Too naughty for the Nativity
So to Father Christmas: in the US state of Michigan they are running sensitivity training classes for aspiring Santas, covering everything from avoiding charges of sexual harassment to voice training and dress etiquette.
An unfortunate Santa in Rochdale, England, could have benefitted from similar advice when confronted with eight-year-old Christopher Chantler, an inquisitive and rational child who promises to go far (according to The Times). Master Chantler asked Santa Claus how he had managed to cross Greater Manchester when he had just seen him a mile away in another store. Then he pulled his beard. What happened next is unclear. Santa slapped Christopher, is one version. The other is that as he tried to pull his beard back on Santa accidentally struck the boy. "There are some questions that are better not asked. And if you pull the beard of Father Christmas you should duck," advises the Thunderer.
There must be something in the air in Lancashire. Barbara Milne-Redhead, head of Brennand's endowed school, has stopped all Christmas festivities because of bad behaviour. Even the vicar's children are to be banned from taking part in the Nativity play, as "I had to do something drastic." Pupils were rude, answering back and using bad language, she said.
There might be something in the water in Stourbridge, according to Dennis Wyatt, deputy head of Redhill School, who has 18 sets of twins, half of them identical, on roll. "We must be unique," he said.
The enterprising young women of the lower sixth of Tiffin girls' school in south-west London have formed a company, Taboo, to create knickers with pockets. They got fed up with having nowhere to stow their money, keys or condoms when out for the evening in skimpy slip-dresses. Bentalls, the department store, is said to be interested in the idea. Look out Marks Spencer.
These thoughtful girls would not need any help from Jane Fonda either. She has come under fire for joining London International Group, the world's largest condom maker, in promoting birth control to teenagers in the US. She is leading the Truth for Youth campaign, an educational trust which encourages parents to teach their children how to avoid unwanted pregnancies and sexually transmitted diseases. Conservatives - US ones that is - have condemned her campaign for tacitly endorsing pre-marital sex and for explicitly criticising legislation that allocates some Pounds 150 million for promoting abstinence.
British teenagers, not noted for theirs, are the envy of Europe for their fun-loving disco lifestyles; but not for their spots nor for the time they spend in front of the small screen, a survey of 10,000 11 to 19-year-olds across the European Union discovered.
Most glamorous teenager of the week award goes to six-footer Olivia Inge of Wells Cathedral school who is combining homework for A-levels in English, theatre studies and French with a modelling career. "I haven't filled out the UCAS form," she said, confessing that she had more of an eye on the catwalk.

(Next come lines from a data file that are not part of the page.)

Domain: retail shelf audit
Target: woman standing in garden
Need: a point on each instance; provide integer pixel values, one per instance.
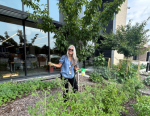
(68, 64)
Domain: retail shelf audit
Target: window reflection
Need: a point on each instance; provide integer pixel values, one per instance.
(17, 4)
(36, 51)
(11, 53)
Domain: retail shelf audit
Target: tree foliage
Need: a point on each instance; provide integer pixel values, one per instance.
(76, 30)
(128, 40)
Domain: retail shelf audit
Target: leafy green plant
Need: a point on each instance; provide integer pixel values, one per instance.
(99, 60)
(11, 90)
(104, 72)
(96, 77)
(142, 107)
(146, 81)
(132, 85)
(96, 100)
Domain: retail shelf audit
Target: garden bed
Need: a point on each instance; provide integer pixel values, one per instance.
(20, 105)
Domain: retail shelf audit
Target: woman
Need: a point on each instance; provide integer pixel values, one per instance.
(68, 64)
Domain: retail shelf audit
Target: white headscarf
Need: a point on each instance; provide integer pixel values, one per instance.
(75, 59)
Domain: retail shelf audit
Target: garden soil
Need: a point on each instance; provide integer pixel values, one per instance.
(19, 107)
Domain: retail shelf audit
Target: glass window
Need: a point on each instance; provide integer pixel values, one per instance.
(36, 51)
(40, 3)
(55, 55)
(11, 51)
(17, 4)
(53, 9)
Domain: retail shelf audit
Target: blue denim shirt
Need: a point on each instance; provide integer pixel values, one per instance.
(65, 67)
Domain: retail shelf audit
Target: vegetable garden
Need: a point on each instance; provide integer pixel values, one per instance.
(108, 95)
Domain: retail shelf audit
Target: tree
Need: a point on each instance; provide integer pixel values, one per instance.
(128, 39)
(76, 30)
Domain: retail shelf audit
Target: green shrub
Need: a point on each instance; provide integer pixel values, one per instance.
(132, 86)
(99, 60)
(92, 101)
(96, 77)
(146, 81)
(10, 90)
(142, 107)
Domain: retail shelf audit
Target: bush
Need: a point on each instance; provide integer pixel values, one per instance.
(99, 60)
(93, 101)
(146, 81)
(11, 90)
(142, 107)
(96, 77)
(131, 86)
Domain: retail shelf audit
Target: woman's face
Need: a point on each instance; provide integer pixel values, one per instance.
(70, 50)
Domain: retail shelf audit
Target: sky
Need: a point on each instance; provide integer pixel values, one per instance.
(138, 12)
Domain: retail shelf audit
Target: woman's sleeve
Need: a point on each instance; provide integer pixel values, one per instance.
(62, 59)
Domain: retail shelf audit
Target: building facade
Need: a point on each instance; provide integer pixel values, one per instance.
(120, 19)
(24, 49)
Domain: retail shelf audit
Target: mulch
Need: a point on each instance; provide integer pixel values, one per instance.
(19, 107)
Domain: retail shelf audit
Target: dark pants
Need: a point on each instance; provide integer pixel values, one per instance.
(73, 83)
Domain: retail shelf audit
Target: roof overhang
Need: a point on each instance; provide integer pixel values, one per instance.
(15, 16)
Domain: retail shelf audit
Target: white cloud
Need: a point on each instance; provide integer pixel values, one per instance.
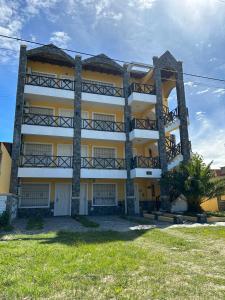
(219, 92)
(60, 38)
(208, 140)
(202, 92)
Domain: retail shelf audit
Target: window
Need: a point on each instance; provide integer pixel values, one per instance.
(43, 74)
(41, 111)
(38, 149)
(98, 82)
(105, 152)
(34, 195)
(103, 117)
(104, 194)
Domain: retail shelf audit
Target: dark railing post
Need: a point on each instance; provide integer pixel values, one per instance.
(75, 203)
(16, 147)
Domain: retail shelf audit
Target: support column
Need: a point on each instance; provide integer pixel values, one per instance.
(183, 114)
(130, 197)
(165, 205)
(75, 203)
(18, 120)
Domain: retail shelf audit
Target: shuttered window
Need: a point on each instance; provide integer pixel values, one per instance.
(41, 111)
(34, 195)
(103, 117)
(105, 152)
(104, 194)
(99, 82)
(37, 149)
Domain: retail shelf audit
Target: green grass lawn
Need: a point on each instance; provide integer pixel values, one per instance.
(155, 264)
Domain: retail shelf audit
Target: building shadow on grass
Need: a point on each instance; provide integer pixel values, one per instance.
(76, 238)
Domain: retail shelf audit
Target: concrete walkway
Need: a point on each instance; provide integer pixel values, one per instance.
(107, 223)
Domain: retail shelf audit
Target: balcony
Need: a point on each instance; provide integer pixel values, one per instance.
(42, 166)
(141, 96)
(145, 167)
(143, 130)
(41, 124)
(48, 87)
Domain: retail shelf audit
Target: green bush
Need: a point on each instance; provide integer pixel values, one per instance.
(4, 219)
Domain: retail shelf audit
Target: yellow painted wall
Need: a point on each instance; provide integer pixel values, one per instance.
(119, 146)
(54, 181)
(5, 170)
(210, 205)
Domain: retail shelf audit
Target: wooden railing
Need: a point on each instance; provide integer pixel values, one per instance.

It is not known if Ms Inge speaks with a glottal stop, but linguistics experts have identified a trend towards this south London habit among posh public-school types. Charles Jones, professor of English language at Edinburgh University, has noticed that accents have percolated from working to upper class; not the other way round. Even the Queen is not quite sure if she should say "orf" or "off". So will the worst fears of former education secretary Gillian Shephard come true? Will we all be speaking "Estuary" before you can say: "Eliza Doolittle"?
And there's another hazard on the horizon: emotional literacy. "A weird hybrid, mothered by England's new emotionalism and fathered by the Hydra that is our burgeoning psychotherapycounselling industry. Watch out for it, " warns Garth Wood, a physician, who took schools minister Estelle Morris to task for embracing this "strange and dangerous animal".
And so to Pooh and Piglet : an EH Shepard drawing of the endearing creatures sitting on a five-bar gate singing the "Tiddly Pom" song has just sold at Christie's for Pounds 31,050. It was bought for Pounds 3 in 1958.
Finally, Teletubby Laa Laa has been hijacked by Sinn Fein to become an Armalite-toting IRA volunteer. She appears on a T-shirt sported in nationalist areas of Belfast. The BBC is appalled.